Considering the candidates, I really do think that only three out of the four have any legitimate chance of walking away with the £250,000 investment. And even if their business plan shows promise it’s still a matter of good pitching and understanding the background of the business because before they go in front of the interviewers, they must sell their plan to Lord Alan Sugar himself. It’s clear from some of the previews that at least one of the business plans hasn’t been thought out. Once they’ve explained their plans to Lord Sugar then each contestant will face Margaret Mountford, Matthew Riley, Mike Soutar and Claude Littner in turn. This is where having a clear understanding of everything around the business and having solid market research will pay off.
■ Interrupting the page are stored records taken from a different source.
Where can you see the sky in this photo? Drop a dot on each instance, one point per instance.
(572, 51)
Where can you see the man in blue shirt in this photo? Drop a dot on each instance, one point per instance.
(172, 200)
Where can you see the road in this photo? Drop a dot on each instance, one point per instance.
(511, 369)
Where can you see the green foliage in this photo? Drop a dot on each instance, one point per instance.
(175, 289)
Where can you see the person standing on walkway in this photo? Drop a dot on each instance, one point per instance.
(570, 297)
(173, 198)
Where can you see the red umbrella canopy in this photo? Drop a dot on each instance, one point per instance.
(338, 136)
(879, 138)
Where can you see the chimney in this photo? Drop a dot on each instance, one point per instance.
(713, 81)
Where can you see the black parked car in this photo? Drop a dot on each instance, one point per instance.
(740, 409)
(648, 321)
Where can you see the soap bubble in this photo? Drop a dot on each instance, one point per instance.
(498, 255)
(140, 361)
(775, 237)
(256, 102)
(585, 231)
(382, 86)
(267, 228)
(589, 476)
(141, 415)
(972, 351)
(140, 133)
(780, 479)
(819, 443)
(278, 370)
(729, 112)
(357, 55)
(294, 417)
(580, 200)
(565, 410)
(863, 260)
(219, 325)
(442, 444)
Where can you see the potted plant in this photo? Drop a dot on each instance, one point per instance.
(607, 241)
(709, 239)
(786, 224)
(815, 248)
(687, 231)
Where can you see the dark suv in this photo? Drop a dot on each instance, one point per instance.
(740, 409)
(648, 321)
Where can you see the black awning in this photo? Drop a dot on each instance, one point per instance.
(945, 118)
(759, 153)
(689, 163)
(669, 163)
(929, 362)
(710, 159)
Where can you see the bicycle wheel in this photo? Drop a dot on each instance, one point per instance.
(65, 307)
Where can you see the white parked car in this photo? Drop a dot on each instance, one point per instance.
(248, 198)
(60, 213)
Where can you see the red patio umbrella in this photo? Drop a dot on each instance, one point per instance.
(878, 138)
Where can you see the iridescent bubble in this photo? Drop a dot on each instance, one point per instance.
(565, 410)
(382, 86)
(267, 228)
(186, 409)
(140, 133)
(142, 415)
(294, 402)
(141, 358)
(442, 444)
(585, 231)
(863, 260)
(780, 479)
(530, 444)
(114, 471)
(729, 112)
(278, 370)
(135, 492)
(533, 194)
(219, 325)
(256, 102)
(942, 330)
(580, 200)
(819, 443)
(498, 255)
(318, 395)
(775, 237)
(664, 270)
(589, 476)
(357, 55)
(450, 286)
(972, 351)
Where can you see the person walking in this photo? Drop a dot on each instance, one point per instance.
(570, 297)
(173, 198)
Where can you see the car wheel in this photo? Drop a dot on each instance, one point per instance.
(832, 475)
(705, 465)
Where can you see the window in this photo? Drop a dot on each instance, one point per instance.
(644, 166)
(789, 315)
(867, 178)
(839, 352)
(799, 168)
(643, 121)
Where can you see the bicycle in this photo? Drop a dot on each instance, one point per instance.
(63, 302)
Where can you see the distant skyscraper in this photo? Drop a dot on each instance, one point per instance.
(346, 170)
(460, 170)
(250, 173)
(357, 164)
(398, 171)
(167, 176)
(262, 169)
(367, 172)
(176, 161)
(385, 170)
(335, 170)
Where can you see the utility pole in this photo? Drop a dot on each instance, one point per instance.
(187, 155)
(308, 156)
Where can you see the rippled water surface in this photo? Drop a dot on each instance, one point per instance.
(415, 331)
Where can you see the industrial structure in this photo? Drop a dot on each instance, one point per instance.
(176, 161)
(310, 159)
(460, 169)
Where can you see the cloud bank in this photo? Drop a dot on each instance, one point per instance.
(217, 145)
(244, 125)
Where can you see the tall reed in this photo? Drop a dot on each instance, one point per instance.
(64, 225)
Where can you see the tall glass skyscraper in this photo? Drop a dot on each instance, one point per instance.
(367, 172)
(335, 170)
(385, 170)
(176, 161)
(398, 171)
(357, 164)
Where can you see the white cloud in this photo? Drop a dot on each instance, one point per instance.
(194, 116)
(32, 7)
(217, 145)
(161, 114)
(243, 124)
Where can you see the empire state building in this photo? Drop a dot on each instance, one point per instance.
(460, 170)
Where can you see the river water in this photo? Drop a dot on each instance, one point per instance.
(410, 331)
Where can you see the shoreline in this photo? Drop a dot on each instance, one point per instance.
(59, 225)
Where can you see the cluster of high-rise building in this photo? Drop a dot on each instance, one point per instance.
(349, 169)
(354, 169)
Given what we’ve seen from the contestants this year, I’d say that Ricky Martin and Tom Gearing certainly have the best chances since they have both shown themselves to be in depth in their approach to research and pitching. I’d probably give Ricky the edge since I think he’s been a more consistent seller but I also wouldn’t overlook Nick Holzherr who might be something of a dark horse in this race. Nick is actually the most successful candidate of the final four. In both his stints as project manager, he won. He has only been on the losing team three times and of those three times he was only brought into the boardroom for the first last week. Including his stints as project manager he has been in the winning team eight times. Every other candidate has lost as project manager at least once and lost at least four times. The question is whether any of these statistics will result in a better business plan or will he just fall at the last hurdle?
There’s only one way to find out. Well, two actually. You could bribe Alan Sugar but it’s probably easier just to watch The Apprentice tonight on BBC One at 8.30pm.